Step 2: little plan ball algae-X57 biomass accumulation, is 1 according to little plan ball algae-X57 with the culture volume ratio: 5-1: 10 ratio is inoculated into little plan ball algae-X57 in the substratum, temperature 18-30 ℃, pH value 6-9, illumination 5000-250001ux, light application time 10-16 hour/day, need in micro algae culturing liquid, to add the mixed solution of solution A, B, C every day, solution A: B: C was according to 10: 1: 10-25: 1: 25 mixed, add-on is 0.6-2ml/L, cultivates to reach logarithmic phase latter stage in 5-8 days; Wherein little plan ball algae-X57 biomass accumulation culture condition preferably is: little plan ball algae-X57 is 1 with the culture volume ratio: 6-1: 9, culture temperature is 22-28 ℃, the pH value is 7-8, illumination is 12000-200001ux, light application time is 11-14 hour/day, solution A, B, C were according to 12: 1: 12-20: 1: 20 mixed, every day, add-on was 0.6-1.5ml/L, cultivated 6-8 days.Best culture condition is: little plan ball algae-X57 is 1: 8 with the culture volume ratio, and temperature is 26-28 ℃, and illumination is 15000-180001ux, light application time 14 hours/day, solution A: B: C was according to 18: 1: 18 mixed, and every day, add-on was 0.8ml/L, cultivated 8 days.

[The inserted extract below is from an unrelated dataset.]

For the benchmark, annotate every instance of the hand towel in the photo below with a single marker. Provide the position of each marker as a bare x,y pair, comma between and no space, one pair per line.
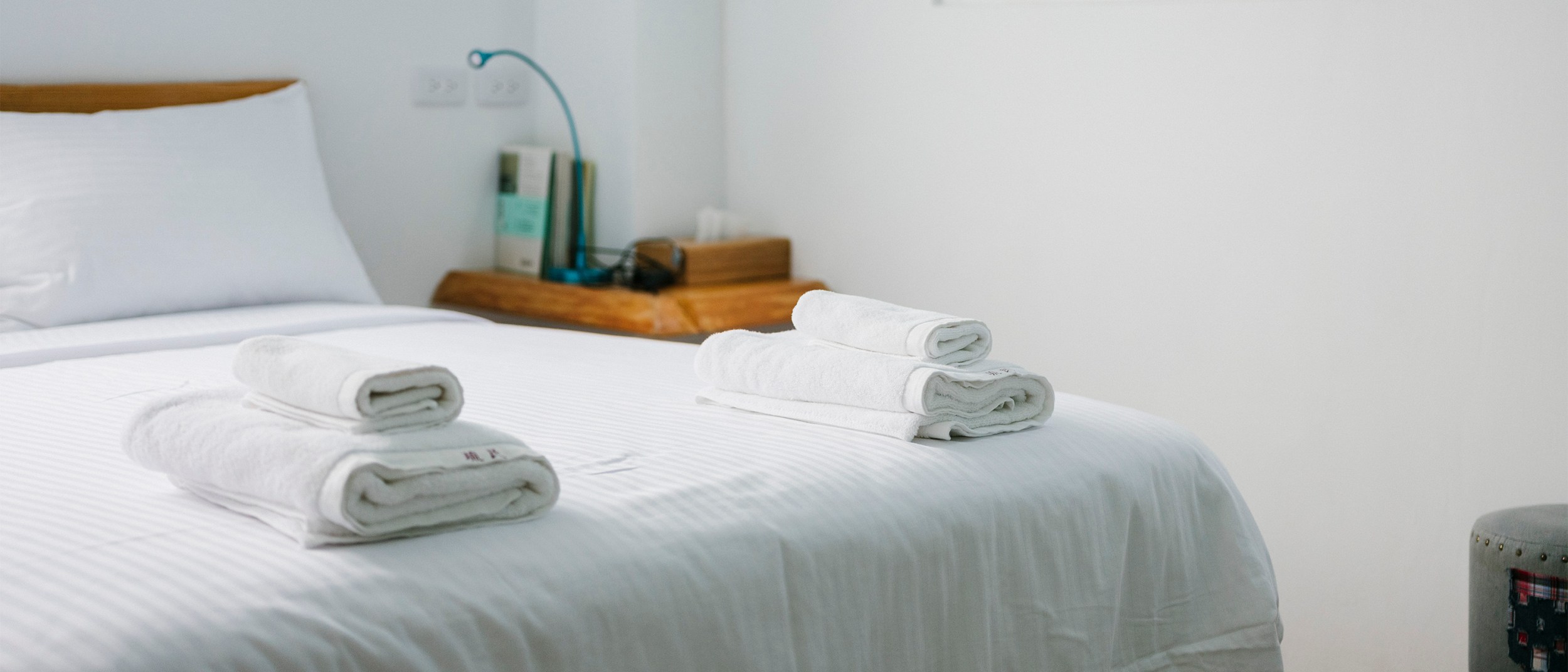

Step 3: induced lipolysis accumulation, use ultrasound biological to promote auxanograph to the micro algae culturing liquid that is cultured to logarithmic phase latter stage frequency with 15-35kHz, the power of 2-8w, carry out supersound process, treatment time 10-60s, handle 1-3 time, each treatment time is spaced apart 10s, and the flow feeding concentration with 0.5-2.5L/min is the CO of 2%-6% in micro algae culturing liquid then
2Solution A: B is according to 10: 1-20: 1 mixed, every day, magnitude of recruitment was 0.5-100 μ l/L, and the add-on of solution C every day is 0.5-2ml/L, at inducing culture in the time of 2 days, again with the frequency of 10-20kHz, the power of 1-5w, treatment time 5-15s handles 1-2 time, each treatment time is spaced apart 10s, and coinduction was cultivated 4 days.Induced lipolysis accumulation condition preferably wherein: ultrasonic frequency is 15-20kHz, power be 2-6w, the treatment time is 10-30s, handles 1-2 time, each timed interval is 10s, feeding concentration with the flow of 0.8-1.5L/min then is the CO of 3%-6%
2, solution A: B is according to 12: 1-18: 1 mixed, add-on are 0.5-60 μ l/L, and the add-on of solution C is 0.5-1.5ml/L, in the time of 2 days, with the frequency of 10-15kHz, the power of 1-3w is handled 5-10s, handles 1 time again at inducing culture.Best induced lipolysis accumulation condition: ultrasonic frequency 18kHz, power are 4w, and the treatment time is 15s, handle 2 times, and feeding concentration with the flow velocity of 1.2L/min then is 5% CO
2, solution A: B was according to 15: 1 mixed, and add-on is 30 μ l/L, and the add-on of solution C is 1.2ml/L, and in the time of 2 days, with the frequency of 10kHz, the power of 3w is handled 8s, handles 1 time again at inducing culture.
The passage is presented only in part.